Driton Selmani at Museum of Contemporary Art Skopje (MoCA)


Driton Selmani’s site-specific interventions, drawings, and typographic sculptures incorporate simplified figuration, vivid colors, and text to express aspects of his everyday experience, from his personal life to popular culture and politics.

This exhibition takes its title from Selmani’s site-specific work The Barking of the Clouds Does Not Hurt the Dogs, 2022, a riff on both Charles Baudelaire and a Berber proverb. Installed on the roof of the museum’s atrium, the typographic sculpture is set against the sky above a pile of broken glass. The ever-shifting cloudscape provides a context and animates the text, but the real thrust of the piece is semiotic. By attributing the qualities of a dog to the clouds, the artist inhabits a poetic terrain resignifying both and wittily affecting the representational relation between word and image.

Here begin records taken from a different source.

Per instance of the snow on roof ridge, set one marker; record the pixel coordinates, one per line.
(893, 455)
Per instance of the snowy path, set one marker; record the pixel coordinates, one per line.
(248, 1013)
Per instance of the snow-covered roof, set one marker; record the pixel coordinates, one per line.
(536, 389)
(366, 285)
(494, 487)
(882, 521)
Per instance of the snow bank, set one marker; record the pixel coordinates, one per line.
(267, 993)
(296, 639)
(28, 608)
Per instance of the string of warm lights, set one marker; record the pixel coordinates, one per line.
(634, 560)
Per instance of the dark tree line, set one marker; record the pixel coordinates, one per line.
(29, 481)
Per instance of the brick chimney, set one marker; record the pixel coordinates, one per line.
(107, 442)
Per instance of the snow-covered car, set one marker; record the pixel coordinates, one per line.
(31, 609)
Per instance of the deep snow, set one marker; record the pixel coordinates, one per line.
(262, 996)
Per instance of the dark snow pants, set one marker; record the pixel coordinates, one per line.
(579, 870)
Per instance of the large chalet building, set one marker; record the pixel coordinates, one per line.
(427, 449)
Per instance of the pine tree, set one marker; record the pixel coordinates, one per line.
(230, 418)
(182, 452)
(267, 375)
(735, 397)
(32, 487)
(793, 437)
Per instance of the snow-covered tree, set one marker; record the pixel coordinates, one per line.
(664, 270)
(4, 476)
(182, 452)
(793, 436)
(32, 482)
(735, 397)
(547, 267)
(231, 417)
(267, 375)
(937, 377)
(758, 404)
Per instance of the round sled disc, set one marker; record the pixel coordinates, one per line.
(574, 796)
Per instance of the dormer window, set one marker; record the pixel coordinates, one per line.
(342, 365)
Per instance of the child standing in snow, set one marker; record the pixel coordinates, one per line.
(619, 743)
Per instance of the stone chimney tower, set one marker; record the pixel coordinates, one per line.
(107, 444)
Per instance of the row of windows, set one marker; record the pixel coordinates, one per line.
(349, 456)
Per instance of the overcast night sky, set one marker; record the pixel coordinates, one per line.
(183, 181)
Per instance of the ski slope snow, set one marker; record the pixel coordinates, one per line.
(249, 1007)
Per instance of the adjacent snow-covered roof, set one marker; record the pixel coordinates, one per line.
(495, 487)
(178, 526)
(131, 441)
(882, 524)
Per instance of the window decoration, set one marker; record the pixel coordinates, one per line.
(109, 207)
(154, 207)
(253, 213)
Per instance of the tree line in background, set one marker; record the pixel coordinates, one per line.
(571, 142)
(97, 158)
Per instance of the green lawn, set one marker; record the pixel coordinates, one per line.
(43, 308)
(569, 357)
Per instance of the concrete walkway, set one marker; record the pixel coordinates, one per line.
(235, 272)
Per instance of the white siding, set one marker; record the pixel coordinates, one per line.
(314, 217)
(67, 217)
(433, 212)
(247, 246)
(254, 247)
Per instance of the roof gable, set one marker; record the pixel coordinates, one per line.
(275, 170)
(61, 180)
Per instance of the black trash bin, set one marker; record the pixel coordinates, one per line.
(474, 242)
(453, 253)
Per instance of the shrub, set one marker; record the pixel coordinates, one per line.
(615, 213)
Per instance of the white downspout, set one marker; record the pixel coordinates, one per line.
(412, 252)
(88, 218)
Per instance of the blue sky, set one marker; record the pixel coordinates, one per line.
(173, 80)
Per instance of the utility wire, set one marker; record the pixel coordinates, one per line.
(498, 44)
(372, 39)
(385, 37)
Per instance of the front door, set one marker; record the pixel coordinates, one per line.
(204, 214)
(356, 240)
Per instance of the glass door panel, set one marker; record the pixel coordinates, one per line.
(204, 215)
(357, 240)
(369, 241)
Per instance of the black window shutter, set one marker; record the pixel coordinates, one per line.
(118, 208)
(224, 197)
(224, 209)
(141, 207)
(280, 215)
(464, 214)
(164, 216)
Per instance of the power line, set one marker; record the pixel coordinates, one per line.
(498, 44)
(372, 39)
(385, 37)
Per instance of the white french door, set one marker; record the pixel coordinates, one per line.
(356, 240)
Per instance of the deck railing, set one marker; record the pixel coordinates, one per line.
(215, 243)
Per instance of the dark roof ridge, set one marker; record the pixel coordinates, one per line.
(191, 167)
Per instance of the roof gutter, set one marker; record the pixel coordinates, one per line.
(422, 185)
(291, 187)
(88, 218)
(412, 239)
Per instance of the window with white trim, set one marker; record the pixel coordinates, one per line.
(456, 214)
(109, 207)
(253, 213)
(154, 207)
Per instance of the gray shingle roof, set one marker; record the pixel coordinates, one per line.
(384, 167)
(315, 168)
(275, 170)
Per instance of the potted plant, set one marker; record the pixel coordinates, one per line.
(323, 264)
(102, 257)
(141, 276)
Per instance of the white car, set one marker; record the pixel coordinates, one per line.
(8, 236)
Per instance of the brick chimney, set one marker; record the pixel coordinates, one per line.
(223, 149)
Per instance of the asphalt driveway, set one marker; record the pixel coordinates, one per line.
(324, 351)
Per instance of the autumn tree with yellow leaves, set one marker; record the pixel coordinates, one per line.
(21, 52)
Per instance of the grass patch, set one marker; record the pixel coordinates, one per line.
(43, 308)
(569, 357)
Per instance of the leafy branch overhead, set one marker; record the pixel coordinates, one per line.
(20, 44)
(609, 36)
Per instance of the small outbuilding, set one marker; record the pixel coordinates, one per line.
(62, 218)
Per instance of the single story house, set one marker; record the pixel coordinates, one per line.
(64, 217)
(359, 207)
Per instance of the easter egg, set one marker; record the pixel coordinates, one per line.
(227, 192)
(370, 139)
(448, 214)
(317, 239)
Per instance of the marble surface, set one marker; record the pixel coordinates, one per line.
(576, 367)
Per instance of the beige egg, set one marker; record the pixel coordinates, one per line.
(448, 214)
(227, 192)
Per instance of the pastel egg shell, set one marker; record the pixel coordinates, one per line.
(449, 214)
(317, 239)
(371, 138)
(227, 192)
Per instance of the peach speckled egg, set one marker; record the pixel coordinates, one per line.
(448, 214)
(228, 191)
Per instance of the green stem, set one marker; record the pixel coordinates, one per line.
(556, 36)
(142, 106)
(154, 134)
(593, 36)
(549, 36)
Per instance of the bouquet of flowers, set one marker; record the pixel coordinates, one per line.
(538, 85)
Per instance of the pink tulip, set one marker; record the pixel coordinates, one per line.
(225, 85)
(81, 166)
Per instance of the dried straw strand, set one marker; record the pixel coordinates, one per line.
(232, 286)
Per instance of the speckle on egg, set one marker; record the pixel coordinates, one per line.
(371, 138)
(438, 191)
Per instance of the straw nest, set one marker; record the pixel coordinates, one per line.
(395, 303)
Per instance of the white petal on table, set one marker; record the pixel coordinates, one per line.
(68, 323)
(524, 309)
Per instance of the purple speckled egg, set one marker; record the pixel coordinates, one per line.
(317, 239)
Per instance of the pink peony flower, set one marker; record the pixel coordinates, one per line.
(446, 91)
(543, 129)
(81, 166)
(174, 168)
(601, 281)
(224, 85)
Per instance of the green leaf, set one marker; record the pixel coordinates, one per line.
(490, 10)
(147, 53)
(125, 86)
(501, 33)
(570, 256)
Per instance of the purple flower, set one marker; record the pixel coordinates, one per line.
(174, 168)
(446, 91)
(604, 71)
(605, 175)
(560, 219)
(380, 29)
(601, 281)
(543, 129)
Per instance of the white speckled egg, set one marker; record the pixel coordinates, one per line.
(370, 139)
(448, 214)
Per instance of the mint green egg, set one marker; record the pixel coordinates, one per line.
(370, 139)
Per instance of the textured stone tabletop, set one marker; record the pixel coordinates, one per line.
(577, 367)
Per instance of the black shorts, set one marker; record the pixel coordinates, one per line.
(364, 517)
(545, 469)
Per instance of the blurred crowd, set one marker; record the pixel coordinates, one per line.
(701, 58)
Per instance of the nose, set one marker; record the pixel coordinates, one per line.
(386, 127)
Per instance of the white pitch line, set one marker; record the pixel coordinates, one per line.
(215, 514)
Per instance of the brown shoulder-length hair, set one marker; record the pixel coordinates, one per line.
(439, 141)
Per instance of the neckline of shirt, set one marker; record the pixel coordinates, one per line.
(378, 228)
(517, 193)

“Love Letters,” 2018–, an ongoing series of drawings on found plastic bags, sketches out alternative forms of domesticity and ecopolitics. The series as a whole draws from the transactional dimension of the artist’s relationship with his partner; following the birth of a child, what was once an exchange of romantic text messages gave way to long shopping lists for household needs. The selection of bags on display here reflects on the artist’s present insecurities and concerns about revisionist tendencies in light of fake news. The texts employ narrative elements that often poke fun at hope and hopelessness, superficiality and depth. While the humor risks rendering these messages meaningless, it also provides a relatable way of responding to and coping with the events of today. Written with black marker, the inscribed messages range from “Our past is our common future” to the direct, but no less cryptic, “Fake but true” (a nod to the city’s disastrous “Skopje 2014” urban-planning makeover). The plastic bag is not only the medium through which Selmani vocalizes his hesitations, but also—given that the material of these durable “disposable” goods is costly to recycle and takes years to decompose—ironically the safest way to preserve the artist’s “love letters” for the distant future.